De plus, toujours dans la pratique, la responsabilité de maintenir ses connaissances en évaluation revient à l’évaluateur. Ainsi, celui-ci doit s’occuper de sa formation continue en évaluation et une des possibilités qui s’offrent à lui est de devenir membre de la Société québécoise d’évaluation de programme (SQEP) et de la Société canadienne d’évaluation (SCÉ). Ces deux associations regroupent des évaluateurs, des gestionnaires et toutes personnes intéressées par l’évaluation des programmes, des politiques, des activités et des services. Il s’agit d’un lieu d’échanges et de développement de la fonction de l’évaluation au Québec et au Canada; ce qui permet à l’évaluateur d’être au courant des tendances en évaluation et de partager avec d’autres évaluateurs. Ces associations permettent d’avoir accès à la littérature dans le domaine, en diffusant des articles sur tous les aspects théoriques et pratiques de l'évaluation et des notes sur la recherche et les méthodes dans le cadre d'une ou de plusieurs études d'évaluation ainsi que des comptes rendus des activités de la SQEP (http://www.sqep.ca/).

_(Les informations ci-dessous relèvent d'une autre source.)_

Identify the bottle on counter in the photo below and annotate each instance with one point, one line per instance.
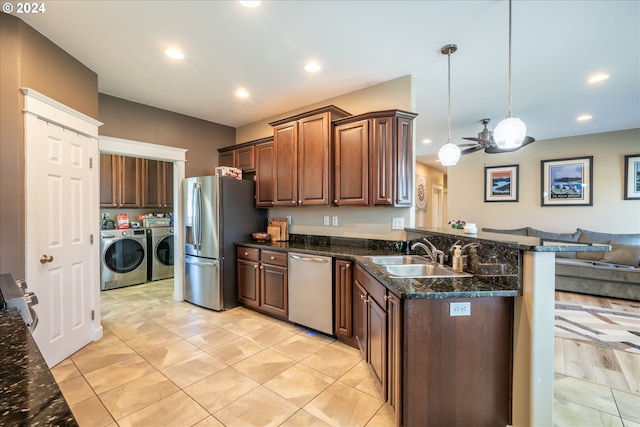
(457, 259)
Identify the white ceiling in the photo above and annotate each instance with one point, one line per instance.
(557, 45)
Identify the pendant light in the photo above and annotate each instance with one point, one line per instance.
(511, 131)
(449, 153)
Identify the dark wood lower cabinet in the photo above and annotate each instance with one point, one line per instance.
(456, 371)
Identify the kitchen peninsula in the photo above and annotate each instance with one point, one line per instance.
(432, 365)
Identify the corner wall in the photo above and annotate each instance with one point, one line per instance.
(609, 213)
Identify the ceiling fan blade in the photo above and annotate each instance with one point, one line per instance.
(471, 150)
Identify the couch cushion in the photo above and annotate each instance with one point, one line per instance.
(587, 236)
(623, 254)
(517, 231)
(566, 237)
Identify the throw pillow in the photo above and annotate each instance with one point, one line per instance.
(623, 254)
(587, 236)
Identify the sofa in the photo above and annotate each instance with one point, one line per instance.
(614, 274)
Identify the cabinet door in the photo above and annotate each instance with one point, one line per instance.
(248, 283)
(351, 164)
(227, 158)
(245, 158)
(265, 175)
(344, 298)
(403, 164)
(109, 181)
(130, 182)
(360, 313)
(381, 171)
(285, 139)
(394, 358)
(153, 173)
(313, 147)
(377, 342)
(168, 184)
(273, 289)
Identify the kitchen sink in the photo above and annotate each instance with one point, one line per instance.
(398, 259)
(422, 270)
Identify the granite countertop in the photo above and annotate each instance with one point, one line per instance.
(405, 288)
(524, 243)
(29, 395)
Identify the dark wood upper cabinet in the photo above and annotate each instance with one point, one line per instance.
(382, 143)
(303, 147)
(120, 181)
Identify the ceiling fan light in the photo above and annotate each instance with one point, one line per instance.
(510, 133)
(449, 154)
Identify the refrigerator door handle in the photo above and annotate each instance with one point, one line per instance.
(191, 261)
(197, 216)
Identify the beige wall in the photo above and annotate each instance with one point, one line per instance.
(609, 213)
(138, 122)
(352, 221)
(30, 60)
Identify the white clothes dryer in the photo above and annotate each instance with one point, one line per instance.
(124, 258)
(160, 249)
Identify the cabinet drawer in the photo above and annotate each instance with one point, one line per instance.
(250, 254)
(273, 257)
(374, 288)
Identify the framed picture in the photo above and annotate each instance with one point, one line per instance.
(632, 177)
(501, 183)
(567, 182)
(421, 193)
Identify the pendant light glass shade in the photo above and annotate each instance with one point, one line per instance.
(510, 133)
(449, 154)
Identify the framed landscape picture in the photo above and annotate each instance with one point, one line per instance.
(501, 183)
(567, 182)
(632, 177)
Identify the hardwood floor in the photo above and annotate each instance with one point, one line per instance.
(596, 385)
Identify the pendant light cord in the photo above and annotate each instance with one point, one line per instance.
(509, 83)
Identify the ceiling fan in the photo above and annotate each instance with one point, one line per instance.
(485, 142)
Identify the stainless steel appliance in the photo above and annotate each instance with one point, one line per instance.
(160, 252)
(14, 294)
(124, 258)
(218, 212)
(311, 292)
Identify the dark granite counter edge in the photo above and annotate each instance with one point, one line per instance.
(464, 287)
(29, 395)
(524, 243)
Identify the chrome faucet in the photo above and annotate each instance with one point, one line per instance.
(434, 253)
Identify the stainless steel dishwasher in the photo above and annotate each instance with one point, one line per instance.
(311, 292)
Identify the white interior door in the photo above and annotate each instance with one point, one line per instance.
(61, 217)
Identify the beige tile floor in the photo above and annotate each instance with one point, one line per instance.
(167, 363)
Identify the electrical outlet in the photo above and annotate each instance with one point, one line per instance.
(460, 309)
(397, 223)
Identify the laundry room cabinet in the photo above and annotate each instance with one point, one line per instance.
(120, 181)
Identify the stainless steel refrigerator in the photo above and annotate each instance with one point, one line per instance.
(218, 212)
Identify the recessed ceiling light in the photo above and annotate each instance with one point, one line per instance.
(598, 78)
(250, 3)
(312, 67)
(174, 53)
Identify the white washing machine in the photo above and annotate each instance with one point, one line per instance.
(160, 252)
(124, 258)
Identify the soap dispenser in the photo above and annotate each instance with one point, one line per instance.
(457, 259)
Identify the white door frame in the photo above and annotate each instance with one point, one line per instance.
(127, 147)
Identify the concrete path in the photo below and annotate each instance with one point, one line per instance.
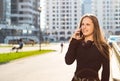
(47, 67)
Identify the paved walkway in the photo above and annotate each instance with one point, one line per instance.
(47, 67)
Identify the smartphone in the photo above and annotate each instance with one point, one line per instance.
(81, 33)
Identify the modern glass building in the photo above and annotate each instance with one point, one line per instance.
(61, 18)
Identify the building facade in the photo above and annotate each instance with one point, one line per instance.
(62, 17)
(108, 13)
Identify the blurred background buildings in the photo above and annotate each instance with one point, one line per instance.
(58, 20)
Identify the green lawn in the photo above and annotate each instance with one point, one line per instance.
(6, 57)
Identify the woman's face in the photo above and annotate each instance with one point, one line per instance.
(87, 27)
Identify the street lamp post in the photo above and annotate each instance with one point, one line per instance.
(40, 9)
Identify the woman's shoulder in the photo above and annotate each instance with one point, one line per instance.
(75, 41)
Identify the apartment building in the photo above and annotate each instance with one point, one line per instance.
(108, 13)
(62, 17)
(20, 19)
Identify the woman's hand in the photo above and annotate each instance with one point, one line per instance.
(76, 34)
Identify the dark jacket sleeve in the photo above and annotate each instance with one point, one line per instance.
(71, 52)
(106, 70)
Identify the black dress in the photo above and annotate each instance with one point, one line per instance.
(88, 58)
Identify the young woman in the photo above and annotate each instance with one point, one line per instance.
(90, 50)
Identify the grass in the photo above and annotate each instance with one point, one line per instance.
(6, 57)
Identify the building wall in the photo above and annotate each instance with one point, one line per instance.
(108, 14)
(62, 18)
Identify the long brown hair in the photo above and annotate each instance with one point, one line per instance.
(98, 37)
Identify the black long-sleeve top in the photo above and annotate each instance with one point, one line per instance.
(87, 57)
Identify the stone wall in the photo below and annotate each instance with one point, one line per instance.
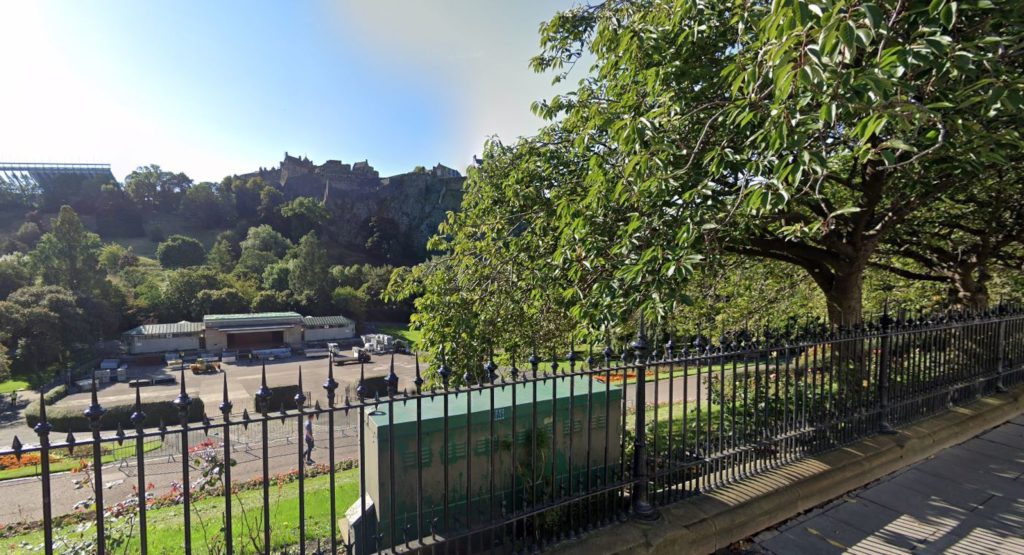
(407, 208)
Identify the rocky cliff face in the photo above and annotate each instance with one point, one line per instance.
(389, 218)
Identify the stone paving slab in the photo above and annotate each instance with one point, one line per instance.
(968, 499)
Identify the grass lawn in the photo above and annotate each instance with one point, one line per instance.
(410, 336)
(69, 462)
(166, 530)
(12, 385)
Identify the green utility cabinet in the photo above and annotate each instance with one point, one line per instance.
(539, 470)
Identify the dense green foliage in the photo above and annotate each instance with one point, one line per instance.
(813, 139)
(180, 252)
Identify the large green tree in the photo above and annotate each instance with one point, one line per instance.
(69, 255)
(46, 326)
(179, 252)
(964, 239)
(309, 275)
(153, 187)
(801, 131)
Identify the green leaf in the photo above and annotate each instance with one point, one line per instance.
(948, 14)
(873, 14)
(848, 34)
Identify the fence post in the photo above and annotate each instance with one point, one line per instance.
(642, 508)
(1000, 361)
(885, 368)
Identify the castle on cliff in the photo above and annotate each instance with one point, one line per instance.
(296, 174)
(407, 207)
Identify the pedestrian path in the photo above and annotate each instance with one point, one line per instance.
(968, 499)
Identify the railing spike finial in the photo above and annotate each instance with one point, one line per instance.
(42, 427)
(182, 400)
(95, 411)
(300, 396)
(443, 371)
(491, 368)
(392, 379)
(535, 360)
(137, 416)
(225, 401)
(419, 377)
(263, 394)
(330, 385)
(360, 387)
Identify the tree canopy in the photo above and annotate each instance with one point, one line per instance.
(179, 252)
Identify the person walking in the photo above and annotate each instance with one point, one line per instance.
(309, 439)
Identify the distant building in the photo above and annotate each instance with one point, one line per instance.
(152, 338)
(441, 170)
(30, 179)
(238, 332)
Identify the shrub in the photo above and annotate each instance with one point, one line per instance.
(65, 419)
(281, 396)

En conclusion, malgré l’avancement des connaissances et la mise en place de directives gouvernementales sur la gestion axée sur les résultats (MSSS, 1995; SCT, 2002a; http://www.tresor.gouv.qc.ca/) qui mettent en évidence l’utilisation de l’évaluation de programme comme moyen pour y arriver et qui veulent rendre l’évaluation de programme plus opérationnelle, on remarque qu’il y a un écart entre la théorie et la pratique de la profession d’évaluateur dans la fonction publique et parapublique. Ainsi, même si l’évaluation de programme est très valorisée, les résultats d’évaluation pour soutenir la prise de décision ne sont pas encore très utilisés (Éditeur officiel du Québec, 2014). De plus, on fait souvent un reproche aux évaluateurs, soit que les résultats d’évaluation arrivent trop tard dans le processus de décision (Patton et LaBossière, 2009). Pourtant, avec les démarches d’évaluation axée sur la participation des demandeurs, ceux- ci devraient avoir accès à l’information en cours de route donc, en temps opportun, pour les soutenir dans leur prise de décision. En optimisant la démarche d’évaluation de programme en fournissant un accompagnement aux différents acteurs concernés pour les soutenir dans l’identification des indicateurs pour apprécier leur programme, il est permis de penser que l’utilisation des résultats de l’évaluation sera plus facile à intégrer lors de la prise de décision. Toutefois, cette manière de travailler doit faire partie de la culture de l’organisation et de la pratique de l’évaluateur. D’où l’intérêt pour l’organisation de s’impliquer, et pour l’évaluateur, de participer à la formation continue en évaluation pour être au courant des tendances et s’outiller pour les mettre en pratique.